During a question in probability theory, I was required to evaluate the following double-sum:
$$S=\sum_{i=0}^{n}\sum_{j=0}^{i-1}\binom{n}{i}\binom{n-1}{j}$$
Where $2\leq n\in\mathbb{N}$. According to the book, $S=4^{n-1}$. I am not very familiar of how to work with this kind of sums, usually I just use the Binomial Theorem . I have always had hard times computing this kind of sums, especially because 100% of the time they are merely a small part of the general question (they are not the main part).
Thanks!
Key observation is that $\sum \binom{n}{i} = 2^n$ and $\binom{n}{r} = \binom{n}{n-r}$.
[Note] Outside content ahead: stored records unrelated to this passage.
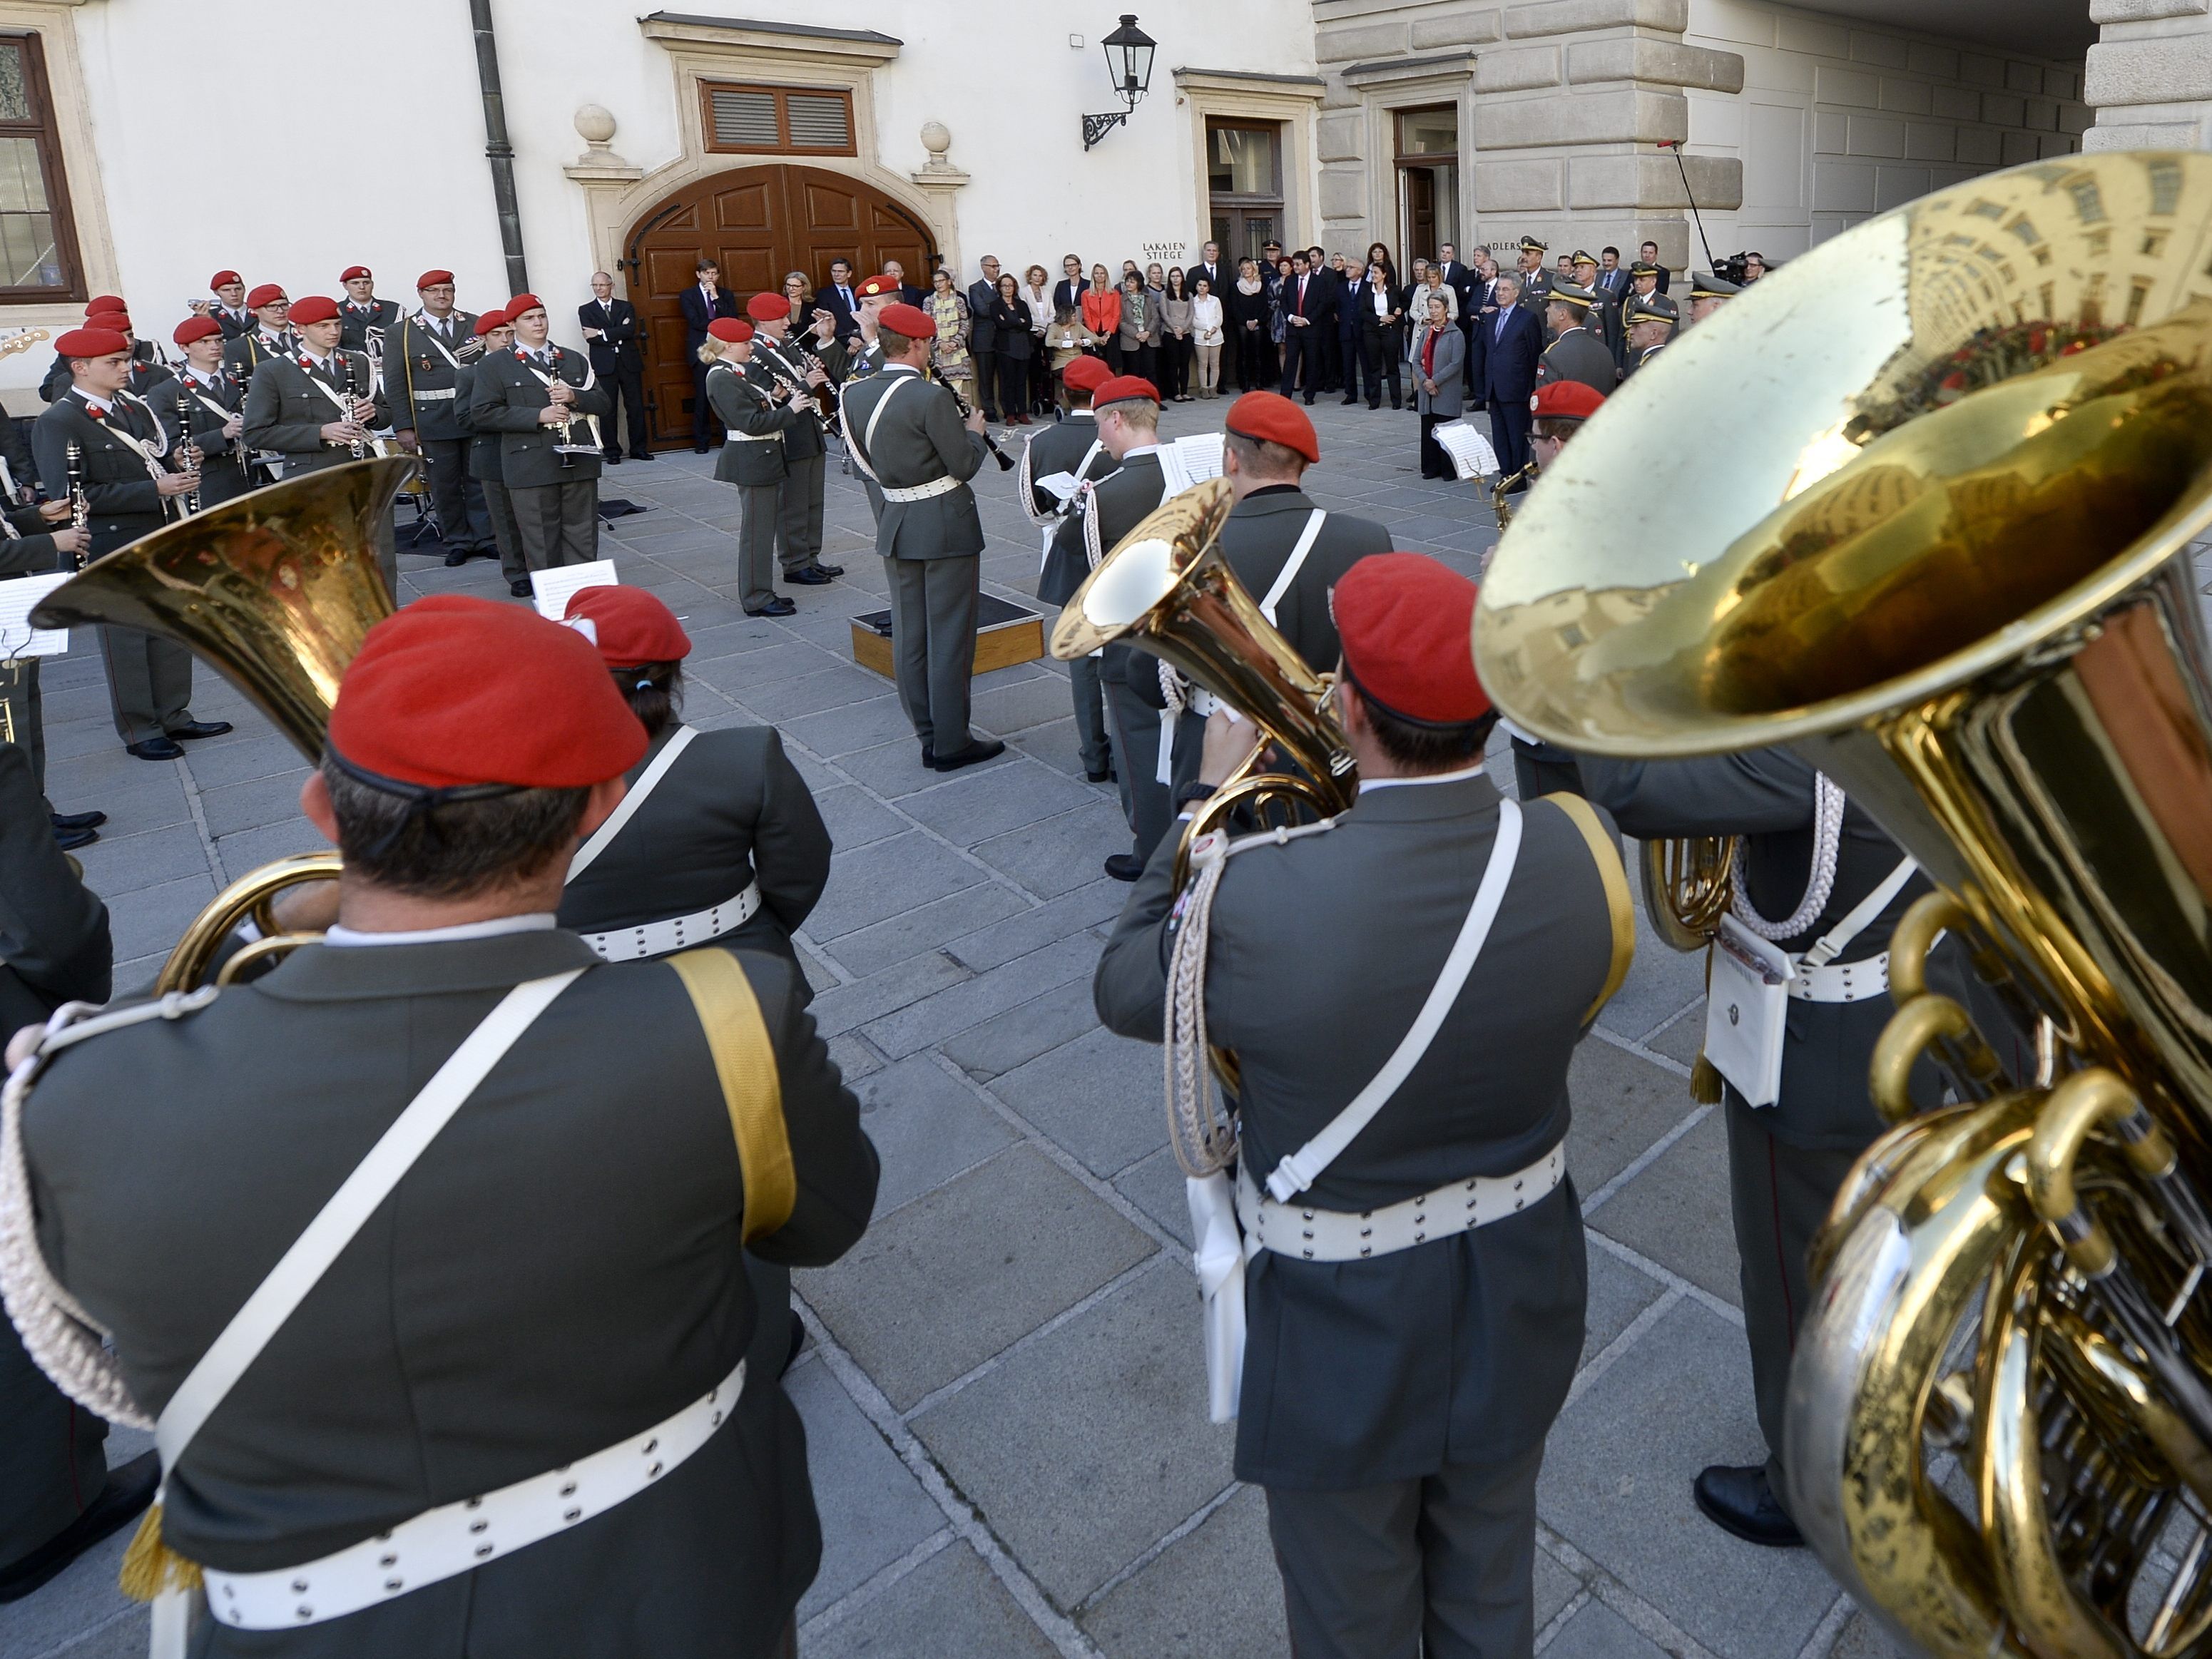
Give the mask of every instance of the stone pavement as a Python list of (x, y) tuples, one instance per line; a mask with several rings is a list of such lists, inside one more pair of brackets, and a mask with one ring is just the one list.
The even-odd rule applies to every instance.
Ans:
[[(1172, 434), (1224, 405), (1171, 408)], [(1472, 569), (1496, 538), (1468, 485), (1421, 481), (1411, 414), (1316, 410), (1327, 506)], [(611, 470), (650, 506), (605, 544), (695, 642), (689, 718), (772, 721), (837, 845), (801, 944), (815, 1013), (883, 1157), (873, 1228), (799, 1275), (811, 1341), (786, 1378), (805, 1413), (826, 1547), (800, 1609), (821, 1659), (1261, 1659), (1286, 1650), (1261, 1495), (1206, 1421), (1182, 1183), (1156, 1049), (1103, 1030), (1090, 977), (1127, 890), (1128, 839), (1085, 784), (1056, 665), (976, 686), (1007, 754), (924, 771), (891, 687), (855, 667), (848, 617), (884, 603), (867, 507), (833, 474), (825, 556), (787, 621), (736, 602), (733, 502), (704, 458)], [(984, 575), (1026, 598), (1037, 538), (1010, 474), (977, 479)], [(402, 556), (407, 597), (501, 591), (485, 563)], [(140, 983), (223, 882), (319, 843), (299, 757), (205, 669), (195, 712), (235, 735), (125, 756), (96, 655), (46, 684), (52, 793), (111, 815), (87, 850)], [(1502, 748), (1502, 741), (1501, 741)], [(1510, 767), (1501, 767), (1510, 787)], [(1886, 1650), (1817, 1562), (1723, 1536), (1690, 1477), (1759, 1455), (1728, 1223), (1722, 1125), (1692, 1104), (1701, 971), (1646, 937), (1572, 1077), (1570, 1168), (1590, 1227), (1589, 1335), (1541, 1487), (1538, 1646), (1559, 1659), (1858, 1659)], [(141, 1437), (111, 1442), (119, 1458)], [(142, 1653), (113, 1589), (123, 1540), (0, 1609), (0, 1654)]]

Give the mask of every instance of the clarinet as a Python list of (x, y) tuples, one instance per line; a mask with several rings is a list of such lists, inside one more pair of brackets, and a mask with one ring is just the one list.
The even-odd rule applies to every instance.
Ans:
[(177, 393), (177, 459), (185, 464), (185, 474), (192, 481), (192, 487), (185, 492), (185, 516), (189, 519), (200, 510), (200, 452), (192, 442), (191, 394), (181, 390)]
[[(953, 386), (948, 380), (939, 380), (938, 381), (938, 385), (943, 386), (947, 392), (950, 392), (952, 394), (953, 404), (959, 410), (960, 418), (962, 420), (964, 421), (968, 419), (969, 416), (975, 412), (968, 407), (968, 400), (960, 395), (958, 387)], [(999, 447), (999, 441), (991, 435), (991, 428), (988, 426), (983, 428), (983, 443), (984, 447), (989, 449), (992, 455), (998, 460), (1000, 471), (1011, 472), (1014, 470), (1014, 458), (1007, 454), (1005, 450)]]
[(761, 360), (762, 366), (768, 370), (769, 374), (774, 376), (775, 379), (782, 385), (784, 390), (788, 392), (794, 399), (805, 398), (813, 403), (814, 409), (812, 412), (814, 418), (822, 424), (822, 436), (823, 441), (827, 441), (831, 438), (836, 437), (838, 435), (838, 429), (836, 417), (834, 417), (828, 410), (822, 407), (819, 395), (812, 386), (806, 384), (805, 375), (800, 370), (792, 367), (790, 359), (775, 349), (774, 343), (769, 339), (767, 335), (756, 334), (753, 336), (753, 349), (756, 351), (764, 349), (767, 352), (768, 355)]
[[(71, 440), (70, 447), (62, 453), (69, 463), (70, 528), (89, 538), (92, 534), (92, 499), (84, 493), (84, 446)], [(87, 556), (90, 551), (88, 541), (77, 549), (75, 556), (79, 570), (92, 562)]]
[[(361, 422), (356, 417), (353, 406), (355, 400), (361, 396), (361, 388), (354, 383), (354, 362), (350, 357), (346, 359), (345, 371), (346, 422), (349, 426), (358, 427)], [(364, 440), (356, 438), (346, 447), (356, 461), (365, 461), (368, 459), (368, 445)]]

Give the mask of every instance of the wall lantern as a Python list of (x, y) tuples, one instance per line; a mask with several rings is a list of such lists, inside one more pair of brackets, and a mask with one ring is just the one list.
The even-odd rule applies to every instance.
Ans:
[(1106, 72), (1114, 77), (1114, 90), (1123, 107), (1111, 115), (1083, 118), (1083, 148), (1089, 149), (1129, 118), (1129, 112), (1152, 84), (1152, 51), (1158, 43), (1137, 27), (1134, 12), (1121, 14), (1121, 27), (1099, 45), (1106, 49)]

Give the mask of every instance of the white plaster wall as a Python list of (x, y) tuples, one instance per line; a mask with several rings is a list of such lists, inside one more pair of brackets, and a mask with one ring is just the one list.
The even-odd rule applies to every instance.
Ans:
[(1943, 185), (2078, 150), (2089, 125), (2079, 64), (1767, 0), (1690, 0), (1683, 38), (1744, 60), (1741, 93), (1689, 94), (1691, 153), (1743, 162), (1742, 207), (1705, 216), (1723, 258), (1791, 258)]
Now in your sum, just take first coefficient outside the summation, as it is constant for inner sum:
$$\sum_{i=0}^{n}\binom{n}{i}\sum_{j=0}^{i-1}\binom{n-1}{j}$$
Now notice that inner sum can be simplified using the fact that $\binom{n}{r} = \binom{n}{n-r}$. To better visualise, try writing some of the terms:
$$S = \color{red}{\binom{n}{0}\left[0\right]}+\color{blue}{\binom{n}{1}\left[\binom{n-1}{0}\right]} + \binom{n}{2}\left[\binom{n-1}{0}+\binom{n-1}{1}\right] + ... + \\ \binom{n}{n-2}\left[\binom{n-1}{0}+..\binom{n-1}{n-3}\right]+\color{blue}{\binom{n}{n-1}\left[\binom{n-1}{0}+..\binom{n-1}{n-2}\right]} + \color{red}{\binom{n}{n}\left[\binom{n-1}{0}+...\binom{n-1}{n-1}\right]}$$
Combine the like terms, $$S = \color{red}{\binom{n}{0}\left[0\right]}+\color{blue}{\binom{n}{1}\left[\binom{n-1}{0}\right]} + \binom{n}{2}\left[\binom{n-1}{0}+\binom{n-1}{1}\right] + ... + \\ \binom{n}{2}\left[2^{n-1}-\binom{n-1}{0}-\binom{n-1}{1}\right]+\color{blue}{\binom{n}{1}\left[2^{n-1}-\binom{n-1}{0}\right]} + \color{red}{\binom{n}{0}\left[2^{n-1}\right]}$$
This leads to your answer